The New Nuclear Race Has Begun—But This Time, The Bomb Thinks
A new race has begun in the halls where presidents pretend to be gods and generals rehearse the next apocalypse. But this time, it’s not an atomic bomb. It’s something more insidious. Something that can replace you, swallow you whole, and spit out your bones—a general artificial intelligence capable of surpassing any human at any task.
They call it “Project Stargate” because even Silicon Valley billionaires need a dramatic name to justify a $500 billion check from the US government. Half a trillion dollars were ripped from taxpayers and funneled directly into tech companies without a courtesy question.
And why? Because America is panicking. Because someone whispered into Trump’s ear that if the Chinese get there first, American supremacy goes up in smoke. The story repeats itself: this happened with the atomic bomb and the space race. Now, the threat isn’t Hiroshima. It’s an algorithm that knows everything, predicts everything, and controls everything.

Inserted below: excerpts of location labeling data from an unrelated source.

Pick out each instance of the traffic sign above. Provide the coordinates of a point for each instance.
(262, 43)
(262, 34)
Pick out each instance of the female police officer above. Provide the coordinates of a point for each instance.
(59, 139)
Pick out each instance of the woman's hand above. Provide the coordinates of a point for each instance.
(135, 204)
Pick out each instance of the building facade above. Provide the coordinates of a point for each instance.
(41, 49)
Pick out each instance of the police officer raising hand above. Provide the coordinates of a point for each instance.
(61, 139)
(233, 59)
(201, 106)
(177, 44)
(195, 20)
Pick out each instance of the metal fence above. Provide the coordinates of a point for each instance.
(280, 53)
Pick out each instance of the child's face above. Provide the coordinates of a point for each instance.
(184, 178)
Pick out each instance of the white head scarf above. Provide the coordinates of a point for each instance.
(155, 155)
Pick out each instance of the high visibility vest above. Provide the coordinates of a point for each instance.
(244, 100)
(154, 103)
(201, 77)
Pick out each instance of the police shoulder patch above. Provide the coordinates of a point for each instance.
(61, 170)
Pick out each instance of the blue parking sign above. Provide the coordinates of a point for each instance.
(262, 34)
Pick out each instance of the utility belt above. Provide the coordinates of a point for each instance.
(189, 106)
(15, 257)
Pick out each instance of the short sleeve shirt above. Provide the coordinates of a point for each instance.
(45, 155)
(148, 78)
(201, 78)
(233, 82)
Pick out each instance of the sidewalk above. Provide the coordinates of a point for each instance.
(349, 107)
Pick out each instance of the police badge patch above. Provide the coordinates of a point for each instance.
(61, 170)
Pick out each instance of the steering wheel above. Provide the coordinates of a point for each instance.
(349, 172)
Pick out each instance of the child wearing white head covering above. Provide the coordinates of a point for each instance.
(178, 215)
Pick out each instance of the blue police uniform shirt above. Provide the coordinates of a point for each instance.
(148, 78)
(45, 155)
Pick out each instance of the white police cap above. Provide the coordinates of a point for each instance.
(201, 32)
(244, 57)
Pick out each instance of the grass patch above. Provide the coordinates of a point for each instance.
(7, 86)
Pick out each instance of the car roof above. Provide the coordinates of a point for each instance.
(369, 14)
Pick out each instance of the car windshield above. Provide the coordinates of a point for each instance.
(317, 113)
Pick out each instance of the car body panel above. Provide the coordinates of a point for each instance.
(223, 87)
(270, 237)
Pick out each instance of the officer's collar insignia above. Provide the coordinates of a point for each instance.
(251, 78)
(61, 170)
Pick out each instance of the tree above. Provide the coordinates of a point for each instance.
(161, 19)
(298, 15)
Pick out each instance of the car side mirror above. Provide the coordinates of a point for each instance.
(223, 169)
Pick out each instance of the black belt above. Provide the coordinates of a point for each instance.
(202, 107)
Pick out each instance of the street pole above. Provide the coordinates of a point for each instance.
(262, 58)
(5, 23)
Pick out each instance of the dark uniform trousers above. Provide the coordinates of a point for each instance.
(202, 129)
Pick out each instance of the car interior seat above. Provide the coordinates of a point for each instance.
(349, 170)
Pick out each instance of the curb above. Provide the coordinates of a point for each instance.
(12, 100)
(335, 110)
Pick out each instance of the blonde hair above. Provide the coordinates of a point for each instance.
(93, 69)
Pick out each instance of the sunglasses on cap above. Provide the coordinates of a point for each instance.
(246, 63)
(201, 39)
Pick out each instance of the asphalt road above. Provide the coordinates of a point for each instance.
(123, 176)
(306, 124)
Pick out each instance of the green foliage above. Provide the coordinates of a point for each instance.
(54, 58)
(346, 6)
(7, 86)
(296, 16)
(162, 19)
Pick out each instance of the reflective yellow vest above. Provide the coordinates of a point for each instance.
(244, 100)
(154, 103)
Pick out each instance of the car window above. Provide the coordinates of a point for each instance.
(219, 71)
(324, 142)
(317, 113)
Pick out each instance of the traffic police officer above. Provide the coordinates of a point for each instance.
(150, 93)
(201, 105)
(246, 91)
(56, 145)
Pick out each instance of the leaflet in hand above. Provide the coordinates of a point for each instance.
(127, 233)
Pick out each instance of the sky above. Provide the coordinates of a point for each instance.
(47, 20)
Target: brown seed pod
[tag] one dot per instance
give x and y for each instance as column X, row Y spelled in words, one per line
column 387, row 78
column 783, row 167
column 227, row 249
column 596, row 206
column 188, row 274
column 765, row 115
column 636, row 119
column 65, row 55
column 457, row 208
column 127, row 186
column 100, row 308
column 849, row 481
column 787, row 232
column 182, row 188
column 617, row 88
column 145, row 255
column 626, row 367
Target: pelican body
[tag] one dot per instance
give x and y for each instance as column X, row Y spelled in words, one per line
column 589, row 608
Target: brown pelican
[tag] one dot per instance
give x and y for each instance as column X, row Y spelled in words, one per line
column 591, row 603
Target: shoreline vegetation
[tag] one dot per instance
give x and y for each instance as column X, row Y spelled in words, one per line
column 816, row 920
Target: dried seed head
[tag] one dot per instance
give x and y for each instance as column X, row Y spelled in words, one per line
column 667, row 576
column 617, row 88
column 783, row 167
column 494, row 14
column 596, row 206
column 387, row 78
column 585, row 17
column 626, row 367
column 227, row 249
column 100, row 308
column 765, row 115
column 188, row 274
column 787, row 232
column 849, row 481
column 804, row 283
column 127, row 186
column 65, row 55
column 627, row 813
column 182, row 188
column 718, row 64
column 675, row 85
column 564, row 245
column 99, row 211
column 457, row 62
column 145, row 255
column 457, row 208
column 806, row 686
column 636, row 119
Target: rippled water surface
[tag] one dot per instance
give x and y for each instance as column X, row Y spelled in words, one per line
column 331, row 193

So here we are: a new Cold War, where the first to develop general AI could, theoretically, break the bank of history. The promise? Everything—curing cancer, solving the climate crisis, creating weapons so destructive they’d make Oppenheimer look like a clockmaker. The risk? This thing decides that you and I are irrelevant.
But there’s one problem: building a god requires energy—and lots of it. And the United States doesn’t have it. They could turn to the Middle East, but the sheiks won’t follow Washington’s rules. They could rely on their infrastructure, but the American machine is rusting and outdated.
And that’s where Canada comes in. With its hydroelectric plants and frozen plains, Canada has become the new playground for Silicon Valley’s AI ambitions, and the government still believes it can trust its southern neighbors. Eric Schmidt, former Google CEO and now the Pentagon’s go-to tech guru, has already advised the White House: “We need to become better friends with Canada.”
But Trump, ever as subtle as a bull in a china shop, was more direct: “Let’s annex Canada.”
Bluster? Maybe. But you’d better pay attention when a US president starts saying out loud that they want to absorb an entire country.
If you think Google, OpenAI, Meta, and Amazon are backing Trump because they love his nationalist rhetoric, you’re naïve. What they want isn’t ideology—it’s money. It’s power. Control over the technology will define the next hundred years.
They want cheap energy and unlimited data (and don’t think your WhatsApp messages are safe), and they want Washington to ensure that no one else—neither China, nor Europe, nor you—gets a slice of the pie.
And above all, they want no one to ask questions.
And who’s writing the rules of this race? The same guys who used to work for Google, Facebook, and Silicon Valley. Now, they wear suits, roam the halls of Congress, and sign Pentagon reports recommending what would benefit their own companies.
They call it “national security.”
I call it the biggest con in American history.
In the late 1950s, when the Soviets launched Sputnik, Washington went into full-blown hysteria. There was panic—were the communists superior? What would happen if they got to space first? Within months, the US had poured billions into NASA and turned the space program into a race against time. The Manhattan Project had been a warning about what happened when you got there first. Sputnik was a reminder of what happened when you arrived late.
Now, the logic repeats itself: race ahead before the Chinese do. But this time, it’s not physicists in radioactive deserts. It’s lobbyists and billionaires—people who’ve never gotten their hands dirty but know exactly where to find a billion-dollar contract.
If they succeed, they’ll have a machine that thinks for itself. An intelligence that can predict elections, manipulate markets, write speeches that sound human, and lie better than any politician.
“The United States cannot afford to lose this race,” said a senior aide to the Senate Intelligence Committee, speaking anonymously. The Department of Defense declined to comment on “matters of national security,” a White House spokesperson stated only that “investments in AI will secure America’s technological leadership for decades to come.”
And when this monster wakes up, it won’t ask for permission.
The question isn’t if this will happen. The question is, will it even recognize us when it looks at us?